My first question, of course, is whether the story is true. What steps will the asylum officers take to verify the story? Simply take his word? Then there is the question of whether he is a military deserter. What do we think of military deserters in this country? Not much, do we? So is his story about fighting gangs just a cover for going AWOL? I'm also troubled by his leaving wife and children in the lurch, if his story is true. Does he think the gangs would not trouble them to lure him back? This in and of itself casts doubt on the legitimacy of his claim.

And then there is the question of being protected by the government. It is not useful to think of "the government" in the abstract for purposes of his claim. The government only and always consists of the people who constitute it: people like Jesús himself. Not any government, anywhere, can always protect its own people. Our own soldiers are at risk on domestic soil – sadly and tragically, Fort Hood has proven that repeatedly. So are our law enforcement officers – 105 were killed in the United States in the line of duty in 2013 alone. Would we think it reasonable if the surviving soldiers and police were to seek asylum in some European country, say Germany, because their government, our government, cannot guarantee absolute protection? Of course not. Yet, I'd bet that, by now, Jesús is not only already in the United States, but pursuing his claim.

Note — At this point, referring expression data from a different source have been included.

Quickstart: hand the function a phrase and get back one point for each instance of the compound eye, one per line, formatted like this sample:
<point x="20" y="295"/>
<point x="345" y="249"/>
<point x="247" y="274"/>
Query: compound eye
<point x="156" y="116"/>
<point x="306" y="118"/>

Chief Patrol Agent Raul Ortiz is quoted in the article as saying, "Technology, air operations, ground units, that's the complete package." But what it comes down to is this: the complete package just isn't enough when neither the policies nor the will are in place at the highest levels of government to see the law uniformly and effectively enforced. That means up to, and including, removals of aliens back to their places of origin.